Skyros isn’t the first island you think of for your holiday in Greece, but it does have a devoted following which comes back year after year. One of them, the diminutive Skyrian horse, looks like it might have escaped from the frieze of the Parthenon. This island in the southern Sporades is also famous for its diminutive carved furniture and painted ceramics. Fresh lobsters abound and are delicious, particularly in the local style, cooked in a bisque and served with spaghetti. Like hiking? Marked trails help you explore the island’s two faces: the rocky south, so beloved of the British poet, Rupert Brooke, and the pine-forested west. Plus, there are beaches for every taste and a main town that puts on its best every night for your holiday entertainment.
What to do on Skyros
The Skyrian horse
They can be found running wild on the central plateau and placidly foraging in farms and the story of their origin is intriguing. One theory is that they are descendants of the breed of horses used by the cavalries in Greece in the 5th century BC and another is that they are related to Scotland’s Shetland ponies. Your kids won’t be able to resist a ride on these exceptionally rare Lilliputian steeds.
Hora, a living museum
The main town is built on a hill topped by a castle, itself topped by the monastery of Saint George. Walk (there is no other way) around its narrow alleys where the whitewashed houses seamlessly merge with each other. With the smell the jasmine in the air, feel free to peer through open doors and windows of the living-rooms proudly decorated with colourful ceramics and finely carved wooden furniture. You can get a closer look in the Folk Art Museum, which also has a shop.

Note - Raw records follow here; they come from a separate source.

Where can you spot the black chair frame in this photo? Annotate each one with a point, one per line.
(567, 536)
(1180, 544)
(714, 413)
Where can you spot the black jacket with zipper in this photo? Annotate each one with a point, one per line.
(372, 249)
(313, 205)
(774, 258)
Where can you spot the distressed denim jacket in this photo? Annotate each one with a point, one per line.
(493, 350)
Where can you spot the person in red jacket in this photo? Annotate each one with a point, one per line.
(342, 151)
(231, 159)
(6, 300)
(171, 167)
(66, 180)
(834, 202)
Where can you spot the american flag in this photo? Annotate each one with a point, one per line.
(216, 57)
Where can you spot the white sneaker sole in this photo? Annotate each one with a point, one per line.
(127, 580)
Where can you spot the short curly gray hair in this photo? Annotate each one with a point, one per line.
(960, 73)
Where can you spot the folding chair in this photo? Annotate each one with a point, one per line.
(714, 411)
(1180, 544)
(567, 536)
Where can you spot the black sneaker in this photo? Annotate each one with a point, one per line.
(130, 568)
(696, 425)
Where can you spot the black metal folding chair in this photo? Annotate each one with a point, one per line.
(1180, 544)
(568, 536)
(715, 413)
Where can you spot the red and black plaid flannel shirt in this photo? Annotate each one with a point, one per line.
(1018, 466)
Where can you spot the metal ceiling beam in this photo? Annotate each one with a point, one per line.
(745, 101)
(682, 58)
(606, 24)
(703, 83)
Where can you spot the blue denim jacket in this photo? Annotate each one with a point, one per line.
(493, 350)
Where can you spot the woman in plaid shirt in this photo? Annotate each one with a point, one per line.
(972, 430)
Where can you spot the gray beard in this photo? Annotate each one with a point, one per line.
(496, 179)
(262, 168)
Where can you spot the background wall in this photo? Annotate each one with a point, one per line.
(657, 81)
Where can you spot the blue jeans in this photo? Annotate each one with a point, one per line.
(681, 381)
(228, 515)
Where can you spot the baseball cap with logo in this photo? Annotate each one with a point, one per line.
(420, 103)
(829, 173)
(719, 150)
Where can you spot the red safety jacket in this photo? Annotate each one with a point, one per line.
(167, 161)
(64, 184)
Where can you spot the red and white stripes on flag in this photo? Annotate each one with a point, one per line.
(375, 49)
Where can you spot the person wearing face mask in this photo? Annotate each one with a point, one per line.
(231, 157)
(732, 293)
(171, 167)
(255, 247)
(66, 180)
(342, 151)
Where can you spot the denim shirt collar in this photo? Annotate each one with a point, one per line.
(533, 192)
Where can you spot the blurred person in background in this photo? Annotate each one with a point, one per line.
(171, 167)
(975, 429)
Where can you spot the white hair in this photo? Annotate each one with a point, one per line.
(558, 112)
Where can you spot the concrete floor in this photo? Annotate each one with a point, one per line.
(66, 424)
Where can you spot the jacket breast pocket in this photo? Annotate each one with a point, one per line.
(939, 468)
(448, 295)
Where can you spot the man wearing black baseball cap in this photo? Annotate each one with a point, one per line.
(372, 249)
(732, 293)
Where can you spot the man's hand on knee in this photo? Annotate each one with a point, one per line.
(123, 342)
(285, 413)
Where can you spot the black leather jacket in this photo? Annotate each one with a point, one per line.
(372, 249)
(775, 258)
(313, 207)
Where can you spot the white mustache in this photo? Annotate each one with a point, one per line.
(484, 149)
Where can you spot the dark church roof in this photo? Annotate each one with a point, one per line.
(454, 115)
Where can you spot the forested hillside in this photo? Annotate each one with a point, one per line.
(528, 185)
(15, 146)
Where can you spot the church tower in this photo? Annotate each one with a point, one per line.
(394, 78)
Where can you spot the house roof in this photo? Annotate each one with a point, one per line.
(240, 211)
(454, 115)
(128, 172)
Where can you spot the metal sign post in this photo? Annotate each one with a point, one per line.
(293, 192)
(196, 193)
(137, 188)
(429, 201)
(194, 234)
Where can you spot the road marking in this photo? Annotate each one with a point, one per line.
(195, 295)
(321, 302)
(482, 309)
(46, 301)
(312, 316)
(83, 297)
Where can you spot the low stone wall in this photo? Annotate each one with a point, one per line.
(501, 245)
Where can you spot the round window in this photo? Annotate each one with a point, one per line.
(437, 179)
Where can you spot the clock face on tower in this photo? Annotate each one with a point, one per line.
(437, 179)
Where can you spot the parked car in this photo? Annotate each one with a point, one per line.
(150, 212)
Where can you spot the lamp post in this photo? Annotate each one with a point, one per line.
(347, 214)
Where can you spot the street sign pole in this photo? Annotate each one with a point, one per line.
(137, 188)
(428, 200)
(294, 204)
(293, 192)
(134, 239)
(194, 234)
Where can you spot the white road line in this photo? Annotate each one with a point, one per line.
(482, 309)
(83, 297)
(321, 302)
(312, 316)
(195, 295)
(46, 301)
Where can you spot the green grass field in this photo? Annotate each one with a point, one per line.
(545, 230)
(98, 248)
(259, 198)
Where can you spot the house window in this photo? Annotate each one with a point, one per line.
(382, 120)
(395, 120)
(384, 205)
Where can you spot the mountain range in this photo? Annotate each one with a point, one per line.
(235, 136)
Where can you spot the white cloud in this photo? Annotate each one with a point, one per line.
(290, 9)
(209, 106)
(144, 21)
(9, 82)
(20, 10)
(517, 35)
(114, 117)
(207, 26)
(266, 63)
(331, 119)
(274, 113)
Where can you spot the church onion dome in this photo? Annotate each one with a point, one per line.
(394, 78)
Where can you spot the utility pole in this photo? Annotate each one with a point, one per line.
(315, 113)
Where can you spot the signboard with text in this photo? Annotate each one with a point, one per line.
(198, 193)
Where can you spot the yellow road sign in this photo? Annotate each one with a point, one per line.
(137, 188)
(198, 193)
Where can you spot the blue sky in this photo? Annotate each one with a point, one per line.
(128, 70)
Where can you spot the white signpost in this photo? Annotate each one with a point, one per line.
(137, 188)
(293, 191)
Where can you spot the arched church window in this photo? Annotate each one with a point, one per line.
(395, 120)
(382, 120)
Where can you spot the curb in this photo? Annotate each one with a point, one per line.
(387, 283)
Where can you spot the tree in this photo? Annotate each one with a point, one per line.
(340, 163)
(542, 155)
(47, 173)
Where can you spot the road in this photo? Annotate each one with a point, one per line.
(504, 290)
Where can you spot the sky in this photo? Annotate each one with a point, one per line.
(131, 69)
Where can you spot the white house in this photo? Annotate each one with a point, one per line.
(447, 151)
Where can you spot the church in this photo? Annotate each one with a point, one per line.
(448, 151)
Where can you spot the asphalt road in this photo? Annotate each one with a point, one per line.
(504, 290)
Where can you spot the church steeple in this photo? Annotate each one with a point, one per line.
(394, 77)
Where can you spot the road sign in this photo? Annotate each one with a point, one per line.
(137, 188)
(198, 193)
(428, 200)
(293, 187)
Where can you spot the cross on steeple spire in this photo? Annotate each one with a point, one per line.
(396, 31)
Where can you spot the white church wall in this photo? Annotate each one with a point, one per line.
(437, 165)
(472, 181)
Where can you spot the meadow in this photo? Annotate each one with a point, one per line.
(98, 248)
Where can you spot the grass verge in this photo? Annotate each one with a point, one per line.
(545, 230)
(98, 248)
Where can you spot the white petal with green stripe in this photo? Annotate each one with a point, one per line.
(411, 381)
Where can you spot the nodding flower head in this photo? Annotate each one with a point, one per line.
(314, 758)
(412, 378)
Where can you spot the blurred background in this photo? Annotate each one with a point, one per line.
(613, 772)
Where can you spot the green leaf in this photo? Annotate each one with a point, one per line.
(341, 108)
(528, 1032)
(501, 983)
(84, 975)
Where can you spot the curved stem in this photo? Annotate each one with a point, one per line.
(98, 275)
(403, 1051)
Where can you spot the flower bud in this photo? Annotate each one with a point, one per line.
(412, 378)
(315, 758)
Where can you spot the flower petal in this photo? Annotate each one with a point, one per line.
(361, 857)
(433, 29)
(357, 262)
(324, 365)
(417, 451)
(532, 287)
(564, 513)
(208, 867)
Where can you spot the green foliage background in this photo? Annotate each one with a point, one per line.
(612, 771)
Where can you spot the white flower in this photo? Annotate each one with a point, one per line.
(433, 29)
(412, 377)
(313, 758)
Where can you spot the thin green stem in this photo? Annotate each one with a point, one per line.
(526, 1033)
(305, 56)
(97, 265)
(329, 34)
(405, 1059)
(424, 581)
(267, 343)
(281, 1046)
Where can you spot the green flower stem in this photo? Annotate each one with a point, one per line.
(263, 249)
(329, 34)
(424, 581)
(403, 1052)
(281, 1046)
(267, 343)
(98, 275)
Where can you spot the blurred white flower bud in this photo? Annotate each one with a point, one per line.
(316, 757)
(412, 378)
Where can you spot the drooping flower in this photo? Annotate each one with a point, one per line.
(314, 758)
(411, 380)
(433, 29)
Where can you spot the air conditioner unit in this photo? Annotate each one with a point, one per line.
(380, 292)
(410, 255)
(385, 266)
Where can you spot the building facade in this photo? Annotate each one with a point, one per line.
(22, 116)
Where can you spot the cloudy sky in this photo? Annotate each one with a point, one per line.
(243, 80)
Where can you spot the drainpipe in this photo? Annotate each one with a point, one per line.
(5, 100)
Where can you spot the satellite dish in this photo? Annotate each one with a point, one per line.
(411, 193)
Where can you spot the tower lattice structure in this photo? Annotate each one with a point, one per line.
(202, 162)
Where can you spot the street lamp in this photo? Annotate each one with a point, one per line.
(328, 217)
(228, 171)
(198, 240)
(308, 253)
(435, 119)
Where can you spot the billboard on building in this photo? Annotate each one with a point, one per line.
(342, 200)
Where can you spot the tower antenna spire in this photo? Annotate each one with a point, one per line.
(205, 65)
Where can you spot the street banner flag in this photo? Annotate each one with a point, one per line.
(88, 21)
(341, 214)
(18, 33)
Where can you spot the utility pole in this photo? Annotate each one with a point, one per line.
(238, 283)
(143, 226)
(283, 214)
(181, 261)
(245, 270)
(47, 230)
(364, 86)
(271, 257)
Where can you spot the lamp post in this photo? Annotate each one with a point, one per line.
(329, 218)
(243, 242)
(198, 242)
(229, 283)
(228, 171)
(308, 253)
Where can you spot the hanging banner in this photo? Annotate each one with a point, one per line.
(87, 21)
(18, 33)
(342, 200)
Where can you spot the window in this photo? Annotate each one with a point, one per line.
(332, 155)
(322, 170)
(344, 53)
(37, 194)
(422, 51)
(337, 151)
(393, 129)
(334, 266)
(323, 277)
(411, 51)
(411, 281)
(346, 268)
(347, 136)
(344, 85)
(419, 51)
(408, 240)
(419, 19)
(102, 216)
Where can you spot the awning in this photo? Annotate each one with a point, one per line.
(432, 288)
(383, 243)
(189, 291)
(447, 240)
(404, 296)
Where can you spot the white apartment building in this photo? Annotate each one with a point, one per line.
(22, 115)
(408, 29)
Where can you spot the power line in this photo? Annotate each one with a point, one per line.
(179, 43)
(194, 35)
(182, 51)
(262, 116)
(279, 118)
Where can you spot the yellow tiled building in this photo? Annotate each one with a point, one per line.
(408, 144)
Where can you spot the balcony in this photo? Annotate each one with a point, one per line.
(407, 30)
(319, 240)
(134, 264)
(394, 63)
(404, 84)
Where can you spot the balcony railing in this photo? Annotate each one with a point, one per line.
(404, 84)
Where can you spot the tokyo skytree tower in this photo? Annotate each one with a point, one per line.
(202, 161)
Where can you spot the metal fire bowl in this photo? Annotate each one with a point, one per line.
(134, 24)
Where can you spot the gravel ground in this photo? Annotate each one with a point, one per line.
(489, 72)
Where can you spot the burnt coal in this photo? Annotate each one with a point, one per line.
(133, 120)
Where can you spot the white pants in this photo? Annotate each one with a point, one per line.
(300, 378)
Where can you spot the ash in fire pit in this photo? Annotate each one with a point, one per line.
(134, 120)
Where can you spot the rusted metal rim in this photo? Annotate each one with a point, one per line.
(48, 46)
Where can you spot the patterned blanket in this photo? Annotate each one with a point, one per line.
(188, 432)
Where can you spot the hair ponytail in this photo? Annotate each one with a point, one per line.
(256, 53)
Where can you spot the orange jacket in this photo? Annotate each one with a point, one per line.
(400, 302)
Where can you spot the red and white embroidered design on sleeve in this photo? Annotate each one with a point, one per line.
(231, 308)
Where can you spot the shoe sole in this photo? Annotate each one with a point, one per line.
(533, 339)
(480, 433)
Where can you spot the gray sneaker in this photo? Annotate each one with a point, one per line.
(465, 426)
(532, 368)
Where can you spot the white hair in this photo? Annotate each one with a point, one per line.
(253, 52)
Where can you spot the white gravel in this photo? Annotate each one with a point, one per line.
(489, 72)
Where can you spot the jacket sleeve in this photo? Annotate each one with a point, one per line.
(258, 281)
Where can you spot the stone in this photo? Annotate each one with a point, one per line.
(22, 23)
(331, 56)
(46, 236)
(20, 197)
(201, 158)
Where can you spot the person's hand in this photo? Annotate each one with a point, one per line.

British poet Rupert Brooke died near Skyros during the First World War. Apart from his tomb, he is commemorated with a statue in a square at the north end of town, with a wonderful view of the sea and main beach. Once upon a time, there would have been numerous lookouts at spots like this to keep a weather eye out for pirates. Nowadays, all you’ll see are yachts and fishing-boats sailing the peaceful Aegean Sea.
Around the island in 80 minutes
For those who like a challenge, it’s possible to drive round the inhabited part of the island in less than 1½ hours. But why rush? Drive from the port towards Magazia, the large and popular sandy beach and then head inland to the forested part of the island. On the west coast, you’ll find lovely places to swim, such as Agios Petros, Kyra Panagia, Atsitsa, Agalipa and Agios Fokas, many of which also have terrific tavernas if you fancy a bite. On the final stretch before hitting the port of Linaria again, it’s worth stopping at the chapel of Agios Panteleimon for the spectacular view of the bay of Pefko and the uninhabited islands to the south.
After the beach
The main cobbled road through town from the lower square to the statue of Rupert Brooke comes alive at night. It is lined with shops selling souvenirs and examples of all that lovely pottery, wood-carving and colourful fabrics, as well as restaurants, cafes and bars which really get going when the shops close.
Hidden gems of Skyros
The stone mushroom
At the otherworldly seaside site of Pouria is an ancient quarry where you’ll see a weird rock formation, the stone mushroom.
Skyros has been famous for its plentiful lobsters since antiquity.
Full moon at Magazia
The great August full moon is at its most romantic from here, rising out of the sea. Marvel at it from the coastal pathway above the beach or from one of the seaside tavernas.